食事を済ませ、案内された客室に付属した居室で暇を持て余し、飾り棚に置いてあった遊戯盤に駒を並べていたところに、突然本人が訪れた。
これまでターナハースが見た限り、この宮はどこも開放的だ。
部屋の入り口には飾り格子が嵌められていたが、扉の形に切り取られていて、そこに申し訳程度の薄い布が下がっている。窓は大きく何カ所もあり、入り口と同じ意匠の格子が嵌められている。部屋のぐるりは奥行きのある柱廊で囲まれていた。
直接の日差しは入らず、気持ちのいい風が通るので、気候に合わせた仕様なのだろう。だが馴染まないターナハースにとっては、落ち着かない構造だった。

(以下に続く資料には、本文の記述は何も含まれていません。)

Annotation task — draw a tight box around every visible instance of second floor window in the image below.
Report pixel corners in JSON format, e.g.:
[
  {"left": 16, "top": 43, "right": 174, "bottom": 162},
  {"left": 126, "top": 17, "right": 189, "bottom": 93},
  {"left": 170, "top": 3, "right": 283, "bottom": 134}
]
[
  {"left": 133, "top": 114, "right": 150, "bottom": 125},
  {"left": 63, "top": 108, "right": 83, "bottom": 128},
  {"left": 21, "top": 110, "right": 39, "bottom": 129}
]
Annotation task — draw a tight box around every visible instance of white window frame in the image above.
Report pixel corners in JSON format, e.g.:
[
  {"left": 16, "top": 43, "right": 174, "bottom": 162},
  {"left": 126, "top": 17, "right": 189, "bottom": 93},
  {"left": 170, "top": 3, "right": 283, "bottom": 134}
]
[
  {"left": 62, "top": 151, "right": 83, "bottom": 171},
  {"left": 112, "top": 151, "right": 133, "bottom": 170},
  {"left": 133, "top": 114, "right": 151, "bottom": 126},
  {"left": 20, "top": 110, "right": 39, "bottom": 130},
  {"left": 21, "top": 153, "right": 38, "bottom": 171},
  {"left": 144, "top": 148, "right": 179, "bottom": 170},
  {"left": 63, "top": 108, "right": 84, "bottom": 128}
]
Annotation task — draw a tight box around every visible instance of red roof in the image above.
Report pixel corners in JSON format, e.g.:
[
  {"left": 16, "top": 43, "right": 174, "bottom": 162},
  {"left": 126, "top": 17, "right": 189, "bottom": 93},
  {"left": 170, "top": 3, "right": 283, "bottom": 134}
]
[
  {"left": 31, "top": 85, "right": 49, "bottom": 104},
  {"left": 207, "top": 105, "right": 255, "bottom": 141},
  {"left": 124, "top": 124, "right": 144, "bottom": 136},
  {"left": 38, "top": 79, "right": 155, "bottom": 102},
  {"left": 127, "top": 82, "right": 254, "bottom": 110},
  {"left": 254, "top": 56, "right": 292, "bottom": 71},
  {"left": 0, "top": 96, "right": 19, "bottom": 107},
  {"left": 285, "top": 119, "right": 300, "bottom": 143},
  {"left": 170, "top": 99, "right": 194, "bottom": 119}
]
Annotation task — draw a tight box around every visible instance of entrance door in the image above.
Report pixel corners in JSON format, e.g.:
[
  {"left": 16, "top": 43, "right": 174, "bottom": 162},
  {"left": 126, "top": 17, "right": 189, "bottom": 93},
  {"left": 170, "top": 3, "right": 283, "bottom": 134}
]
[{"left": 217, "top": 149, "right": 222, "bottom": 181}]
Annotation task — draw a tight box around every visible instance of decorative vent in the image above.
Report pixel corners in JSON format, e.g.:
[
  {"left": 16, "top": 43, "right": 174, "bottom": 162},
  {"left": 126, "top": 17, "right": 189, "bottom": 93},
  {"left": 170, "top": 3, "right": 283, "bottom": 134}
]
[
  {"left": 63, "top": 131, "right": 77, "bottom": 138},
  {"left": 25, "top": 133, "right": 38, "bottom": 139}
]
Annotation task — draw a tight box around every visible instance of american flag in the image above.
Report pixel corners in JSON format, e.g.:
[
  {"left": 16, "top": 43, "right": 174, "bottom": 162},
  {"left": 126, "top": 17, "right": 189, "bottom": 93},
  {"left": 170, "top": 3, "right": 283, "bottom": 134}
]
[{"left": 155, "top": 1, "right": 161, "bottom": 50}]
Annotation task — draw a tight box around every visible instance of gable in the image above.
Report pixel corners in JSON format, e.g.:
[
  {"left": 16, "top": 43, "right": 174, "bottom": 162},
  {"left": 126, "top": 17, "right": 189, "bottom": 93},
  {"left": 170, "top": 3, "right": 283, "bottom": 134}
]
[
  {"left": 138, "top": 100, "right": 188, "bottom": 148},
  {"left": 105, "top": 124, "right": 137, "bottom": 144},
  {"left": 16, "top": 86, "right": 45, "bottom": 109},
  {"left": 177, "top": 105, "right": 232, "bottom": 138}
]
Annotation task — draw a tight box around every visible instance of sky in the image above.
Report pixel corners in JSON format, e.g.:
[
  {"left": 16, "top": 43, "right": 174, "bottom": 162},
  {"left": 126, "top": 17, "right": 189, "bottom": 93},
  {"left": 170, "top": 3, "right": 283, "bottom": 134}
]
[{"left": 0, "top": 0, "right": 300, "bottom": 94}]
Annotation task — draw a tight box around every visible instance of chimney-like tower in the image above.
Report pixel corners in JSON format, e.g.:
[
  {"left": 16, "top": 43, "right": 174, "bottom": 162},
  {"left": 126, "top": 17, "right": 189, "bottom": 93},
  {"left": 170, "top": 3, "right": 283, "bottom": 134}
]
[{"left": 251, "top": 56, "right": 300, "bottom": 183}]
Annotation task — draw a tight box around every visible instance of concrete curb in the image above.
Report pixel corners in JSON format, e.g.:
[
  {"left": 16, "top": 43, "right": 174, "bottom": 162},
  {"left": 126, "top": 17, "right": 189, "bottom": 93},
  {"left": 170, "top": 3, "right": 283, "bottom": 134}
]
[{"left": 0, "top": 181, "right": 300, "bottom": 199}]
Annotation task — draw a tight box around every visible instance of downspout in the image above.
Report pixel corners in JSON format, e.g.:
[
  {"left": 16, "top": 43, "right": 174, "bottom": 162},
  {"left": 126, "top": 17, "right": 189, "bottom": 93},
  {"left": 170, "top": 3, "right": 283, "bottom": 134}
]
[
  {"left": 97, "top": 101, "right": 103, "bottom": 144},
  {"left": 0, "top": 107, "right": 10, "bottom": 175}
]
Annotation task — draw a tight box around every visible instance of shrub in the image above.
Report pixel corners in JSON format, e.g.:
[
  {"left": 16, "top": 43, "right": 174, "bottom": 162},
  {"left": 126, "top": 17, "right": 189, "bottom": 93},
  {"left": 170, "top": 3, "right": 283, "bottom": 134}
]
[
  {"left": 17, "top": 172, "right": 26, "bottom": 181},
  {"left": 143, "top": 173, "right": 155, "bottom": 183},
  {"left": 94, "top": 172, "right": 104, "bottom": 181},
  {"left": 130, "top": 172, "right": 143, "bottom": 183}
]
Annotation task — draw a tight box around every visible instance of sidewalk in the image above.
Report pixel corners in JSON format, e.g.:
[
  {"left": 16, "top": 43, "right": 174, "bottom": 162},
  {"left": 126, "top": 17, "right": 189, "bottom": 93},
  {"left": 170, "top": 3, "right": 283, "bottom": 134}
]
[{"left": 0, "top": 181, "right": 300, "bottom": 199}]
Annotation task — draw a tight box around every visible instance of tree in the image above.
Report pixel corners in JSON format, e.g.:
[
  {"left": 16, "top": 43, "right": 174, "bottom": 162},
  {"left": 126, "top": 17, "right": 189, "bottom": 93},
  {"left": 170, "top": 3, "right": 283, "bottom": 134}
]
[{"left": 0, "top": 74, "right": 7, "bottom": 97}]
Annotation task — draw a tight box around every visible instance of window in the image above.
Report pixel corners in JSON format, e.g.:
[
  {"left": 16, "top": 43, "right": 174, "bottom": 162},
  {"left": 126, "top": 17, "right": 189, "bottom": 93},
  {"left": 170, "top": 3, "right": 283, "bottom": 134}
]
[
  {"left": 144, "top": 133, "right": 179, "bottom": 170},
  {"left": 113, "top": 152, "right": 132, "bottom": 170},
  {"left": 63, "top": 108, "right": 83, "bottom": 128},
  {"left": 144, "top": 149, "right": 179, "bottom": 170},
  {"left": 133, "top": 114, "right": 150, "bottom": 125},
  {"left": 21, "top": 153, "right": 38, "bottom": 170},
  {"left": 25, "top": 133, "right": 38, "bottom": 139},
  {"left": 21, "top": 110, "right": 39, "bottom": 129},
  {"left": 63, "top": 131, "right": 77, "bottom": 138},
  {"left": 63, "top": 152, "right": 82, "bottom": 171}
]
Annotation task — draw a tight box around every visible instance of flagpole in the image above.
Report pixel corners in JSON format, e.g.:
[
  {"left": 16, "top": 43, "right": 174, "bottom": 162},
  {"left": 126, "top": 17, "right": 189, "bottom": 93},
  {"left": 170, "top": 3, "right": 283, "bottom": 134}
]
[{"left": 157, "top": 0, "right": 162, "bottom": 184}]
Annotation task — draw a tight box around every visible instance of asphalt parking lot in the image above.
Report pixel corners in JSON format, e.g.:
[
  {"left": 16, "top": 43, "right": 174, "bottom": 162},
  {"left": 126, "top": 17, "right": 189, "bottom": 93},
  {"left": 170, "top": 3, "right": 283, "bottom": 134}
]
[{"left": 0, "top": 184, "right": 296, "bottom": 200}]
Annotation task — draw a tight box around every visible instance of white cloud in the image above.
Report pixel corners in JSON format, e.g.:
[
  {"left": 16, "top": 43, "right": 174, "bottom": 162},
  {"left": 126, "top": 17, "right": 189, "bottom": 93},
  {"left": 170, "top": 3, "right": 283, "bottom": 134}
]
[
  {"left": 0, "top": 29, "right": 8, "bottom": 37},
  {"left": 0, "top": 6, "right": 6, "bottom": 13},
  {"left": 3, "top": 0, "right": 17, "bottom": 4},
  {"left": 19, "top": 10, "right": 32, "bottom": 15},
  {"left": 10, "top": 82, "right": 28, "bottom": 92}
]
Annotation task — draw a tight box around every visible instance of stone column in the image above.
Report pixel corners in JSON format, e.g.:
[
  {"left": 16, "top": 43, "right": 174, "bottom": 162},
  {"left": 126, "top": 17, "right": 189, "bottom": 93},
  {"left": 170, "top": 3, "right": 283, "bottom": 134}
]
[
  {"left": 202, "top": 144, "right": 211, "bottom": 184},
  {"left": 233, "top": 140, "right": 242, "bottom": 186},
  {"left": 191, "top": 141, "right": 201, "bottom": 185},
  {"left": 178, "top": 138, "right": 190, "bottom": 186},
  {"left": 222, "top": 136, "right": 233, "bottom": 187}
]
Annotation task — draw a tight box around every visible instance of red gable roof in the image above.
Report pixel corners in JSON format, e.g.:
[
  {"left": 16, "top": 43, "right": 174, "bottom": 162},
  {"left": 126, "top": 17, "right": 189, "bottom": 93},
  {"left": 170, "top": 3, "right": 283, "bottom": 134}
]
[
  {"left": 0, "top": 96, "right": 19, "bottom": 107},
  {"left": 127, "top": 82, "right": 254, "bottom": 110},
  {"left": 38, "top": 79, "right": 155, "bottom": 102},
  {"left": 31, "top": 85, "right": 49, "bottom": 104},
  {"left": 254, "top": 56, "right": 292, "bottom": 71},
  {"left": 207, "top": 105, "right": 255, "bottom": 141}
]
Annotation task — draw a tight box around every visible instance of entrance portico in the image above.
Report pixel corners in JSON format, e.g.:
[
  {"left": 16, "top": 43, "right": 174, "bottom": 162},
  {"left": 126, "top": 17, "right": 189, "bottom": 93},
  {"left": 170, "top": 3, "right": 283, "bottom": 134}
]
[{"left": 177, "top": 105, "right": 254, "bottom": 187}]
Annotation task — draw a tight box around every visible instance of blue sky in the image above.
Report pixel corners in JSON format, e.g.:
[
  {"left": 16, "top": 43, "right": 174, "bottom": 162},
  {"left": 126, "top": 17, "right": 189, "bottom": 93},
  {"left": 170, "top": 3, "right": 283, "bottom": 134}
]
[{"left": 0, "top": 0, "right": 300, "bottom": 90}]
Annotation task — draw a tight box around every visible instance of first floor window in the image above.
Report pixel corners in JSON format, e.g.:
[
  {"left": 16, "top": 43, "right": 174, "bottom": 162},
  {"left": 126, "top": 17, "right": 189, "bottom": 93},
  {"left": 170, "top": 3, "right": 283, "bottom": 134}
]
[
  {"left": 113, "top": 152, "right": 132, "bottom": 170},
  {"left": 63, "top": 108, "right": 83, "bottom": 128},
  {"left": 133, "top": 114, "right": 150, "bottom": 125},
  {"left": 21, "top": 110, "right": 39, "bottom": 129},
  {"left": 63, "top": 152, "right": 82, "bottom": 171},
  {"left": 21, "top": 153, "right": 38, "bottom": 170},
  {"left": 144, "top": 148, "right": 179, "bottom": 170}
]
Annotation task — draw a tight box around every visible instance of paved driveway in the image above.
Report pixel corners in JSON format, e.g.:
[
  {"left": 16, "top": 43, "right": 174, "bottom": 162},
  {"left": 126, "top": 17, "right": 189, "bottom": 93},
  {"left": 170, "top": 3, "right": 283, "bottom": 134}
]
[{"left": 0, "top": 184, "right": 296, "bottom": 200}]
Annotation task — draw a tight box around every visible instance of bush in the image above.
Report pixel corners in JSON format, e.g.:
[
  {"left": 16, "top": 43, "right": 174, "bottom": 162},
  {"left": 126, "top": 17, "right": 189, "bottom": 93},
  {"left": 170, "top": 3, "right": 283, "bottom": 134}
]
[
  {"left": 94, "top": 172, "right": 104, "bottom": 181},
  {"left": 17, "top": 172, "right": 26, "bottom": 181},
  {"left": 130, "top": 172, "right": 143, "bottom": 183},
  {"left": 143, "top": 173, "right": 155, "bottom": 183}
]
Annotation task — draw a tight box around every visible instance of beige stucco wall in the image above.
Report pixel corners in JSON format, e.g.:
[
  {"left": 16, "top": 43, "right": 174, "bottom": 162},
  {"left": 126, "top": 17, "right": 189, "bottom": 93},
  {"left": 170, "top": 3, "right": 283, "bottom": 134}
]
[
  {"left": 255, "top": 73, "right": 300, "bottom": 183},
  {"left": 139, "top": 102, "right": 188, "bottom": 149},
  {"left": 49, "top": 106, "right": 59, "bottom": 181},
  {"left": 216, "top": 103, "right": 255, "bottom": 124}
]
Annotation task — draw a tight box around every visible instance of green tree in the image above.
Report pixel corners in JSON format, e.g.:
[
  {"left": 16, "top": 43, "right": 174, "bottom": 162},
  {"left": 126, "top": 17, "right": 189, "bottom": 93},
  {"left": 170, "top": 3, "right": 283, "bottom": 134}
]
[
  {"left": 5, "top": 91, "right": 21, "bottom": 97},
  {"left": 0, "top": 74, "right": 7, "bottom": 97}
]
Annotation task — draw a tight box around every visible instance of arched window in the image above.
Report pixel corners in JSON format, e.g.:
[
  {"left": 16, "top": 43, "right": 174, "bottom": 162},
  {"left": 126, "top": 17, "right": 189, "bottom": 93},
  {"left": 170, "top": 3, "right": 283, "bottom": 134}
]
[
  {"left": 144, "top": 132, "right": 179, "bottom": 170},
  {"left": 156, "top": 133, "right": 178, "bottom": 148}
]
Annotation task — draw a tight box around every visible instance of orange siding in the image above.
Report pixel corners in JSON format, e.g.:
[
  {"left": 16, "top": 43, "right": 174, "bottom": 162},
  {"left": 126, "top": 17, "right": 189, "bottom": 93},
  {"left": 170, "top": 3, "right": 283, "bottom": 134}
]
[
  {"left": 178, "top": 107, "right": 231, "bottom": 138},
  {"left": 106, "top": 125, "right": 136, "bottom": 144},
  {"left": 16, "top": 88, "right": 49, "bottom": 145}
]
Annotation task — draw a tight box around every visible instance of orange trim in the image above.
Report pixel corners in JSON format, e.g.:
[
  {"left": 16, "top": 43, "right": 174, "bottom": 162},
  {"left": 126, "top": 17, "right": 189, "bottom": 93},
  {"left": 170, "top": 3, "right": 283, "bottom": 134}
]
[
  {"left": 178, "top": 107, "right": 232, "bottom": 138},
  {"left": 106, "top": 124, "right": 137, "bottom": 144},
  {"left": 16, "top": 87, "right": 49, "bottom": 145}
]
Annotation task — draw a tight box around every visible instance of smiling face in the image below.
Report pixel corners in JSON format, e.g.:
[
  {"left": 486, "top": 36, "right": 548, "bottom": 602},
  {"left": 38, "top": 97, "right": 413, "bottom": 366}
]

こうして、前触れもなく部屋に人が入って来ては、なおさら。
眉を寄せたターナハースに頓着せず、王太子はつかつかと近寄ると、卓にあった飲みかけの茶をくっとあおった。
「面白い格好だな。動ける服で丁度いい、出かける。エキドナ」
ここに、と戸口に控えるのを、一瞥もしない。
「夕食は戻って共にとる。それまでに服を調達してくれ。これでは、色気がない」
言いたい放題の後、付いて来いと命じてくぐったばかりの入り口から出て行ったのを慌てて追いかけた。
回廊から外れて、内庭と部屋とをいくつか突っ切り、ほぼ直線で移動して、厩舎に着いた。
待機していた男二人の顔に見覚えがあったから、先ほどの男たちの中にいたのかもしれない。彼らは、護衛のようだった。
口を開く間もなく、王太子の鞍上に抱え上げられた。走り出した馬は内宮を囲う城壁の門を容易く通り抜け、執政棟のある敷地に入ったようだった。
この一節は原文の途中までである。